Parc animalier de Taza (Jijel) :
Situé à une dizaine de kilomètres à l’ouest de Jijel, au bord de la route vers Béjaïa, le parc animalier de Taza occupe 25 ha dans une forêt clairsemée joliment aménagée. Les enclos et les cages pour animaux sont disséminés par groupes entre des espaces verts soigneusement entretenus. Ouvert en 2006, il accueille une moyenne de 10 000 visiteurs par jour qui viennent voir les quelque 130 animaux appartenant à 47 espèces différentes.
Les plus en vue sont les éléphants, les lions, l’ours et une panthère noire, la dernière locataire arrivée sur les lieux. On y trouve quelques attractions pour enfants et des commerces bien tenus qui ont pris la précaution de rester discrets. C’est le «bébé» du précédent wali, Ahmed Maâbed, qui semble s’être spécialisé dans le genre, puisqu’il a fait de même avec la réserve de cerfs de Braptia à El Kala (El Tarf).
Parc zoologique du jardin Hamma (Alger) :
Le zoo du Hamma est l’attraction centrale du Jardin du Hamma. C’est un jardin zoologique d’un hectare à l’ancienne mode des ménageries. Il a rouvert ses portes en 2009, après deux années de travaux onéreux mais qui ont considérablement amélioré le confort des animaux. A son ouverture en 1900, il a été le premier zoo d’Afrique du Nord et ses premiers pensionnaires étaient des autruches, des singes, des dromadaires et des sangliers.
Vers 1930, on a construit la cascade et les bassins cimentés pouvant accueillir des oiseaux d’eau comme les pélicans, les cygnes, les flamants roses et les canards mandarin. On y trouvait encore deux alligators et des fauves avec les lions, les panthères et l’ours.

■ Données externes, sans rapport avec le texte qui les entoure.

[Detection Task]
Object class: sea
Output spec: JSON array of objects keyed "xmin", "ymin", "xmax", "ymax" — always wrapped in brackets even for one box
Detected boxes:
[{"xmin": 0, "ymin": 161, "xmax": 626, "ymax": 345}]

A l’indépendance, des pays amis comme la Corée, la Tchécoslovaquie et le Congo ont enrichi la collection zoologique par des dons de différentes espèces animales.
Depuis, il s’est étoffé d’une multitude d’animaux exotiques avec des vedettes comme le tigre du Bengale. Avant lui, il y avait Hector, un condor des Andes déjà pensionnaire en 1942 et qui est mort il y a tout juste 3 ans, le 26 juillet 2010. Selon le docteur Samia Assous, l’état des animaux est satisfaisant, car il bénéficie de tous les égards. Leurs enclos, les cages et les bassins sont nettoyés tous les jours par une équipe d’animaliers composée de 14 agents.
Les rations alimentaires sont pesées pour chaque animal et affichées au niveau de la cuisine du zoo. Chaque animal a un régime alimentaire qui lui est adapté. Un budget important est consacré à l’alimentation des animaux. Les soins sont apportés par une clinique vétérinaire suffisamment équipée pour les traitements de tous les hôtes du parc zoologique.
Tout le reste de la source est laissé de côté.